Cossiga pensava che il sistema, per sopravvivere, avesse bisogno di una scossa e decise che sarebbe stata lui a darla. ”Intendo togliermi qualche sassolino dalla scarpa”, fu la frase-manifesto con cui annunciò che da quel momento in avanti il Quirinale sarebbe stato al centro di tutto. I suoi bersagli furono la Corte Costituzionale, il Csm, i politici democristiani e comunisti, il sistema istituzionale, i magistrati, e tra questi anche quel ”giudice ragazzino” Rosario Livatino sbeffeggiato per voler fronteggiare la mafia senza nessuna esperienza e che poi dalla mafia fu ucciso.

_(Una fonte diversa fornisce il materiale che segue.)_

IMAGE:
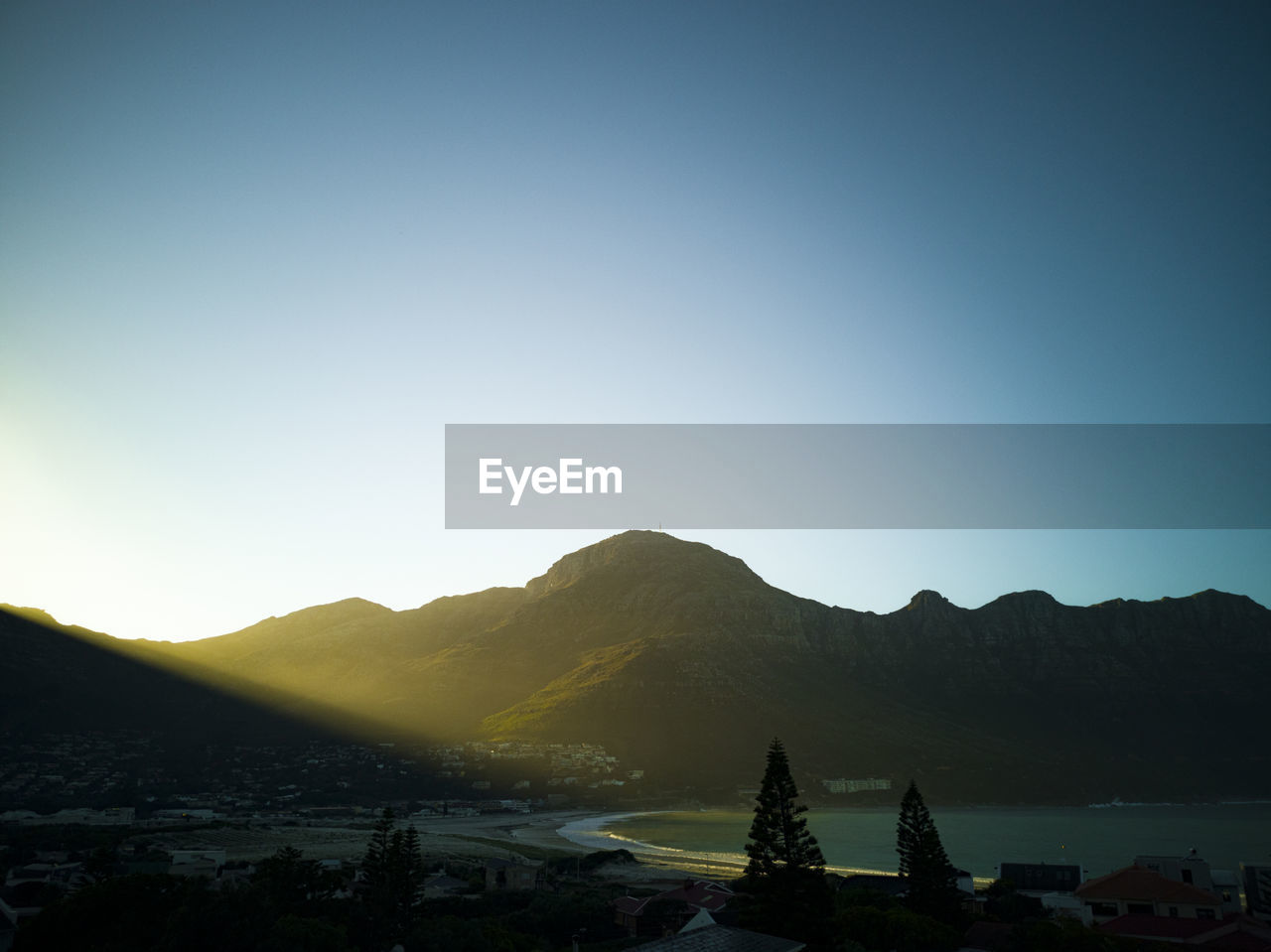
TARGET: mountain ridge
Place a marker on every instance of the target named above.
(683, 661)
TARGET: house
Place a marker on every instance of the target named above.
(503, 875)
(1231, 932)
(1195, 871)
(1257, 888)
(670, 910)
(1139, 891)
(1040, 879)
(884, 884)
(437, 884)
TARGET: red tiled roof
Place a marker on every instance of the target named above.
(1135, 884)
(699, 895)
(1160, 927)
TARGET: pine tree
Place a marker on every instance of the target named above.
(394, 875)
(778, 835)
(784, 876)
(929, 878)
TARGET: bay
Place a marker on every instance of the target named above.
(975, 838)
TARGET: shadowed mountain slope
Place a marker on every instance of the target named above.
(684, 662)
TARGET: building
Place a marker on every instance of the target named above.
(671, 910)
(1195, 871)
(868, 783)
(1041, 879)
(1138, 891)
(1257, 888)
(507, 875)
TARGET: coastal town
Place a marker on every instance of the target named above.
(522, 820)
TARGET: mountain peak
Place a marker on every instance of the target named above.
(925, 599)
(636, 553)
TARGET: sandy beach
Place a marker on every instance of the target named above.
(468, 839)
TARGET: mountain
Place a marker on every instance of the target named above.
(684, 662)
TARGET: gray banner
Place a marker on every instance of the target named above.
(720, 476)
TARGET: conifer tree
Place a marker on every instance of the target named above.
(929, 878)
(784, 876)
(778, 834)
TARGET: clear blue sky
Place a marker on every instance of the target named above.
(254, 255)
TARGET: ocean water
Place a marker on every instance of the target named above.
(976, 839)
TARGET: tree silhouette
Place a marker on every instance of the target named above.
(784, 876)
(925, 869)
(394, 875)
(778, 834)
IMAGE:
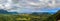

Cominciata nel 1958 con l’ingresso a Montecitorio, la vita politica di Cossiga si è snodata in gran parte lungo la direttrice della sicurezza nazionale. Ministro dell’Interno negli anni ’70 era diventato il lupo nero della sinistra extraparlamentare. I militanti del movimento studentesco scrivevano il suo nome sui muri con il ”K” e le due ”s” runiche dei nazisti: le scritte si intensificarono dopo che Cossiga mandò i blindati e i poliziotti in borghese alla manifestazione dove morì la militante radicale Giorgiana Masi .

Era al Viminale anche durante i giorni del sequestro Moro: si dimise dopo che il cadavere del presidente della dc fu ritrovato a via Caetani: si dimise per non aver saputo trovare in tempo i responsabili del sequestro. ”Se ho i capelli bianchi e le macchie sulla pelle – disse – è per questo, perchè mentre lasciavamo uccidere Moro me ne rendevo conto” . Il punto culminante dell’ attività picconatrice al Quirinale si ebbe sulla vicenda Gladio. Cossiga non esitò a svelare la genesi dell’operazione ”Stay behind”. Anche lui, da ragazzo, aveva aspettato i risultati delle elezioni del 18 aprile 1948 pronto a prendere in mano le armi se i comunisti avessero voluto tentare il colpo di Stato.

Gli uomini di Gladio dovevano essere considerati come ”patrioti”. E chi non lo capiva si attirava la sua ira. Osannato dalla destra ancora missina, per i post-comunisti di Achille Occhetto era un nemico da combattere. Cossiga è stato l’unico presidente della storia repubblicana a dover fronteggiare una richiesta di impeachment. Ma il rapporto tra Cossiga e la sinistra e’ piu’ complesso di quanto possa apparire a prima vista: gratta gratta è sempre il vecchio ”odi et ama” che riemerge : da una parte sbeffeggiava Occhetto definendolo ”zombie coi baffi”, dall’altra aiutava D’Alema ad andare a Palazzo Chigi dandogli i voti dei suoi ”quattro gatti”.

Pochi ricordano che Cossiga ha anche collaborato con L’Unità e ha elogiato Stalin per il contributo dato alla vittoria degli alleati. Negli anni, il suo gusto per le sparate è rimasto intatto; qualche tempo fa, suggerì di affrontare l’onda studentesca scesa in piazza contro la Gelmini infiltrando il movimento, provocando ”incidenti e devastazioni” per poi picchiarli e ”mandarli tutti in ospedale”. Paradossi o vere convinzioni? Come per tante altre sue affermazioni, solo l’enigmatico Cossiga conosce la risposta.